I'm trying to use Mathematica to find the numerical solution to an equation Det[M[x]] == 0, where M[x] is a matrix function of x, defined below:

r = 10; ω = E^(π I/r); 
M[x_] = Table[D[Cos[ω^j x], {x, i}], {i, 0, r - 1}, {j, 0, r - 1}]; 
G[x_] := Det[N[M[x]]];
M[x] // MatrixForm

I expect to see the solution to G[x] == 0 for large r up to a few hundreds, but when I call the function FindRoot, it is already very slow even for r = 10 (doesn't finish in a few seconds):

FindRoot[G[x] == 0, {x, (r + 1)/4 π}]

But the plot of G[x] is extremely fast:

Plot[Norm[G[x]], {x, (r + 0.6)/4 π, (r + 0.7)/4 π}]

And actually, I tried manually using bisection method and plotting over and over again (each time decreasing the interval by a factor of 2), which give me a very accurate solution in just a minute or so, much faster than FindRoot.
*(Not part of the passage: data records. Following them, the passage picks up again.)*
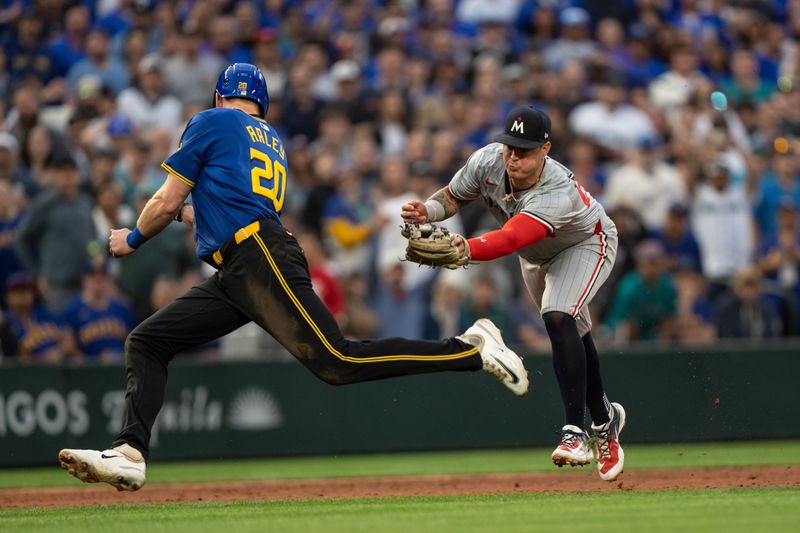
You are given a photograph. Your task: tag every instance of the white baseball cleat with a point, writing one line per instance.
(498, 359)
(573, 449)
(610, 457)
(122, 467)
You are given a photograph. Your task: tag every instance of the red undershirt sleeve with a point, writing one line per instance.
(520, 231)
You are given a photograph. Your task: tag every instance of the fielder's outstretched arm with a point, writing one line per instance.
(159, 211)
(440, 206)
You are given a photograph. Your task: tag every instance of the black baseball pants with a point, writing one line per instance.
(264, 279)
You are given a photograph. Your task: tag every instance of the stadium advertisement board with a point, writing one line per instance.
(245, 409)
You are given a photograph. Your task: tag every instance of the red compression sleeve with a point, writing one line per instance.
(520, 231)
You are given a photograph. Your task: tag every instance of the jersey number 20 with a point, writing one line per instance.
(269, 180)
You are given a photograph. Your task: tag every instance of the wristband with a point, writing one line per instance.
(434, 210)
(135, 238)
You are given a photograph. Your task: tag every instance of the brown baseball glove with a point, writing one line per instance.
(432, 245)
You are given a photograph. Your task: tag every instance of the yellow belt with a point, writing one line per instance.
(241, 235)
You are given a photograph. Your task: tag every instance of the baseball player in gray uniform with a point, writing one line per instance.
(566, 245)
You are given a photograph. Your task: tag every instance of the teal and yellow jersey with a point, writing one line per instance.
(236, 166)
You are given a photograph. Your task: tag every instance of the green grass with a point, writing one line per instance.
(733, 510)
(464, 462)
(721, 510)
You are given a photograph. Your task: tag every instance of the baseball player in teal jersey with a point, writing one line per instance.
(234, 164)
(566, 244)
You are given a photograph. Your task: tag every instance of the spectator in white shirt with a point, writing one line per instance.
(722, 221)
(676, 86)
(647, 184)
(148, 103)
(609, 120)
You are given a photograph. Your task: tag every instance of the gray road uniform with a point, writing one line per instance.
(564, 271)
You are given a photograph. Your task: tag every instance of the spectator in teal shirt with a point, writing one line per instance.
(645, 301)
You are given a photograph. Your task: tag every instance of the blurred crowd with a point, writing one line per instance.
(682, 117)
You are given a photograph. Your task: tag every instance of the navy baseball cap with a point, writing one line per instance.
(526, 127)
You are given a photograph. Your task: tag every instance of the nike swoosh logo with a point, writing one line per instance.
(124, 467)
(514, 378)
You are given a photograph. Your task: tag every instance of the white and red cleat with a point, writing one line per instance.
(610, 457)
(573, 449)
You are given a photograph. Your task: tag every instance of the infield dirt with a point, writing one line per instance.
(584, 480)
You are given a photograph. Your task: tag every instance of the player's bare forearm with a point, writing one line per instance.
(156, 215)
(451, 204)
(163, 207)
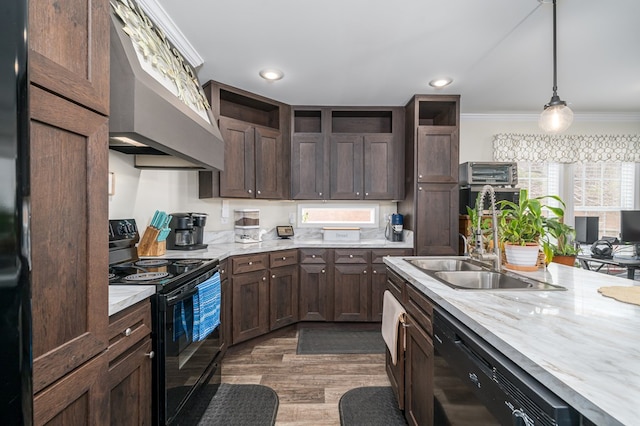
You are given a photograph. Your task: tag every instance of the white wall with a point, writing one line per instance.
(138, 193)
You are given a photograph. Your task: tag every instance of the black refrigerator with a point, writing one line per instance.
(16, 401)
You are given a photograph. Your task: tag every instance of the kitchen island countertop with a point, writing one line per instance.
(581, 345)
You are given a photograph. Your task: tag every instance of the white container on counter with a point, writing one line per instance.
(247, 234)
(341, 234)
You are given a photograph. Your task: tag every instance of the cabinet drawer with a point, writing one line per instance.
(255, 262)
(283, 258)
(419, 307)
(377, 255)
(128, 327)
(351, 256)
(396, 285)
(224, 271)
(314, 255)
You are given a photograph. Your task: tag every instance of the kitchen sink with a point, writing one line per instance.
(445, 264)
(463, 273)
(491, 280)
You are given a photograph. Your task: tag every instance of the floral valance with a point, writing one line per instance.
(566, 148)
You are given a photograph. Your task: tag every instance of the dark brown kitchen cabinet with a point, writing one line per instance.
(130, 361)
(257, 150)
(316, 285)
(412, 376)
(431, 199)
(366, 154)
(225, 306)
(379, 278)
(69, 50)
(309, 155)
(250, 296)
(283, 288)
(418, 381)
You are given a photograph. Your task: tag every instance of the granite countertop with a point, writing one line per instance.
(121, 297)
(581, 345)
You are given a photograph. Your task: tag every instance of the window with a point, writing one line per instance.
(318, 215)
(596, 189)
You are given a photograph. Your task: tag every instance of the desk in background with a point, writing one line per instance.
(631, 263)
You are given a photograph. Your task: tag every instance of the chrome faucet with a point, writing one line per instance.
(479, 251)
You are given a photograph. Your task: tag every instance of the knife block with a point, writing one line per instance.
(149, 245)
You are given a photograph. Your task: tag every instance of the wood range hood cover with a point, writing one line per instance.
(149, 120)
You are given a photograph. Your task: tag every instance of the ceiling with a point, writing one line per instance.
(378, 52)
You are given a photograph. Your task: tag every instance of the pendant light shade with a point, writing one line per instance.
(556, 116)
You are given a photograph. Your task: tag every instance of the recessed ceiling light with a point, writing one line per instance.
(440, 82)
(271, 74)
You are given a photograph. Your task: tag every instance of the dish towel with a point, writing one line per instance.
(206, 308)
(392, 311)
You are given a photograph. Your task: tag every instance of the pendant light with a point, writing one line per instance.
(556, 116)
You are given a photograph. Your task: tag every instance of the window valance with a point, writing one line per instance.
(566, 148)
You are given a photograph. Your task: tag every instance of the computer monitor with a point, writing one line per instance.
(587, 231)
(630, 229)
So, why is FindRoot so slow in this case?


2 Answers 2


I think the problem here is that you're using Det to detect if the matrix is singular. Determinants are very messy and erratic functions and are generally not a very good measure for how close a matrix is to being singular. That's why FindRoot struggles. Instead, you can search for a matrix for which the least singular value is smallest:

ClearAll[M, G1, G2]
r = 10;
ω = E^(\[Pi] I/r);
M[x_] = Table[D[Cos[ω^j x], {x, i}], {i, 0, r - 1}, {j, 0, r - 1}];
G1[x_?NumericQ] := Det[M[x]];
G2[x_?NumericQ] := First @ SingularValueList[M[x], -1];

sol = NMinimize[G2[x], x, WorkingPrecision -> 50]

{0, {x -> 0.46507640237572384522369322963792665762298255262859}}

Check solution:

N @ G1[x /. Last[sol]]

2.4946*10^-40 + 3.6561*10^-90 I

Edit I just noticed that I left the N function inside of G2, which is probably not a good idea. Also, you can use FindMinimum instead of NMinimize to get your answer a little faster. It's not unique, obviously.

  • $\begingroup$ Thanks for your answer. I'm also interested in the null vector of M[x] at the point where it is singular. I tried NullSpace[M[x0]] (where x0 is the solution to the equation G[x]==0), but it gives nothing, probably because numerical solution is only approximate. So is there an easy way to find this null vector by slightly modifying your code? $\endgroup$
    – Lagrenge
    Commented Oct 5, 2019 at 16:39
  • $\begingroup$ @Lagrenge I'd have to think about that for a bit, but you probably want to read up on SingularValueDecomposition. That sounds more or less like what you would need, I think, though I'd have to piece together the details for myself as well. I also believe that NullSpace has a Tolerance option. You may want to try that as well. $\endgroup$ Commented Oct 5, 2019 at 19:32
  • $\begingroup$ @Lagrenge This answer might be of use to you: math.stackexchange.com/questions/1771013/… $\endgroup$ Commented Oct 5, 2019 at 19:37
G[x_?NumericQ] := Det[N[M[x]]]

Then FindRoot is not too slow:

FindRoot[G[x] == 0, {x, (r+1)/4 Pi}] //AbsoluteTiming

FindRoot::lstol: The line search decreased the step size to within tolerance specified by AccuracyGoal and PrecisionGoal but was unable to find a sufficient decrease in the merit function. You may need more than MachinePrecision digits of working precision to meet these tolerances.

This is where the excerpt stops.